Monday, November 06, 2006

MABSD: Of Clocks and Kings

So today's Monday Morning Back Seat Driver is coming to you in the afternoon (MABSD). Mainly this is because Delta airlines blows and it took me 12 hours to get home. Between their policy of maintaining overbooked flights, mechanical problems in Montreal, not enough sandbags on the plane and the fact that the company is run on the slogan "I'll ruin your day like we ruined our company". At least their were no Snakes on the Mother Fucking Plane.

There is an old saying "even broken clocks are right twice a day". I was thinking about that when Ron Jaworski debated Iron Mike on ESPN Sunday Morning Countdown on if the current Bears were as good as the 1985 Bears. Typically Ron is the best analysis in the business. However Ron listed facts and figures to explain why the 2006 Bears were better, the man who coached the 1985 Bears focused his steely eyes onto the camera and said "The only thing better about this year's Bears team is the coach". This is a man that coached the team and his closing argument of putting Ron in the camel clutch seemed convincing. While the 2006 version fell Dolphins same as the 1985 version. The difference is the the MNF classic had Marino passing like craz while this years game had Joey Harrington combing his beard and Rex Grossman doing an impersonation of a Steve Spurrier product. With most of the NFC's elite teams losing this week (Chicago, Dallas, Atlanta, Minnesota and Saint Louis) the NFC seems fairly wide open. Honestly the best way to increasing your creds for Super Bowel contender seems to be not playing (Giants - wait can I get a ruling on if the bye week is different than playing the Texans?).

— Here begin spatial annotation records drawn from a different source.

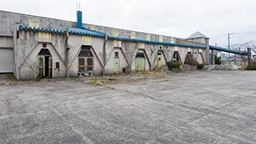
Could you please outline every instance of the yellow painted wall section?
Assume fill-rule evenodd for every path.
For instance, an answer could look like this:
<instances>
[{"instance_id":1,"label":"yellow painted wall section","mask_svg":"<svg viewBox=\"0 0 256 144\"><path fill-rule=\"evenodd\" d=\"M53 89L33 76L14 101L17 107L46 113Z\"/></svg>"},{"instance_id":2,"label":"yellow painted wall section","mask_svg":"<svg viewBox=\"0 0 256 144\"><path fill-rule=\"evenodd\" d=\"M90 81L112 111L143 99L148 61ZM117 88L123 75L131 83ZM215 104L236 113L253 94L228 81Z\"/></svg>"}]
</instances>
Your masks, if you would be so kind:
<instances>
[{"instance_id":1,"label":"yellow painted wall section","mask_svg":"<svg viewBox=\"0 0 256 144\"><path fill-rule=\"evenodd\" d=\"M130 33L130 38L136 38L136 33L135 32Z\"/></svg>"},{"instance_id":2,"label":"yellow painted wall section","mask_svg":"<svg viewBox=\"0 0 256 144\"><path fill-rule=\"evenodd\" d=\"M150 34L146 34L146 40L147 41L150 41L151 40L151 35Z\"/></svg>"},{"instance_id":3,"label":"yellow painted wall section","mask_svg":"<svg viewBox=\"0 0 256 144\"><path fill-rule=\"evenodd\" d=\"M29 26L38 28L39 27L38 18L34 17L30 17Z\"/></svg>"},{"instance_id":4,"label":"yellow painted wall section","mask_svg":"<svg viewBox=\"0 0 256 144\"><path fill-rule=\"evenodd\" d=\"M82 43L84 45L91 45L91 37L82 36Z\"/></svg>"},{"instance_id":5,"label":"yellow painted wall section","mask_svg":"<svg viewBox=\"0 0 256 144\"><path fill-rule=\"evenodd\" d=\"M158 46L158 50L163 50L163 46L162 45L159 45Z\"/></svg>"},{"instance_id":6,"label":"yellow painted wall section","mask_svg":"<svg viewBox=\"0 0 256 144\"><path fill-rule=\"evenodd\" d=\"M170 38L170 43L175 43L175 39L174 38Z\"/></svg>"},{"instance_id":7,"label":"yellow painted wall section","mask_svg":"<svg viewBox=\"0 0 256 144\"><path fill-rule=\"evenodd\" d=\"M90 26L90 30L98 30L98 26Z\"/></svg>"},{"instance_id":8,"label":"yellow painted wall section","mask_svg":"<svg viewBox=\"0 0 256 144\"><path fill-rule=\"evenodd\" d=\"M117 29L114 29L113 30L113 36L114 36L114 37L118 37L118 30L117 30Z\"/></svg>"},{"instance_id":9,"label":"yellow painted wall section","mask_svg":"<svg viewBox=\"0 0 256 144\"><path fill-rule=\"evenodd\" d=\"M72 22L64 22L64 26L72 26Z\"/></svg>"},{"instance_id":10,"label":"yellow painted wall section","mask_svg":"<svg viewBox=\"0 0 256 144\"><path fill-rule=\"evenodd\" d=\"M145 43L139 43L138 48L145 49Z\"/></svg>"},{"instance_id":11,"label":"yellow painted wall section","mask_svg":"<svg viewBox=\"0 0 256 144\"><path fill-rule=\"evenodd\" d=\"M51 34L50 33L45 33L45 32L38 32L38 40L39 41L50 41L51 39Z\"/></svg>"},{"instance_id":12,"label":"yellow painted wall section","mask_svg":"<svg viewBox=\"0 0 256 144\"><path fill-rule=\"evenodd\" d=\"M114 47L122 47L122 41L114 41Z\"/></svg>"},{"instance_id":13,"label":"yellow painted wall section","mask_svg":"<svg viewBox=\"0 0 256 144\"><path fill-rule=\"evenodd\" d=\"M159 35L159 42L163 42L163 38L162 35Z\"/></svg>"}]
</instances>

The King of football now is the turnover. When you look through the loss columns you can point to the turnover battle as the reason for the loss. Grossman's 3 picks, Brady's 4 INTs, Vicks 2 picks and a fumble, etc,etc,etc. Football today is played conservative. Its a short passing routes, with control offenses. This means mistakes cause radical shifts in field position (intercepting a pass intended for 10 yards is very different than intecepting a pass intended 40 yards). Coaches play books are not designed for chewing up yardage quickly and quarterbacks rarely today have the training or freedom to run the no-huddle offense/play calling at the line. Manning truly is a throwback quarterback to the 1980s when QBs were often co-equal offensive coordinators. This is also not exactly the golden age of quarterbacks. How many current starters are in the prime of hall of fame careers? How many are in the prime of Pro Bowl careers? There is Brady and Manning and then a number of borderliners, not quit theres and never will bes. Offenses and quarterbacks that mistakes these days just don't have the ability to rescue themselves. Which is why I think picking games is an attempt in futility most of the time because its really a question of which quarterback or team will make more mistakes. I think this is why the Colts trouncing of the Pats was so surprising. Not because Brady made mistakes but because Belichek coached like Mike Martz or Andy Reid. Throwing the ball repeatedly against a defense that is weakest against the run sounds like a recipe for disaster.


A few college thoughts.....Louisville plays Rutgers on Thursday a victory there could nearly lock up a spot in the BCS Championship Game for this soon to be Big East champion. My sense is that only Florida has the chance for hopping Louisville given the tougher schedule.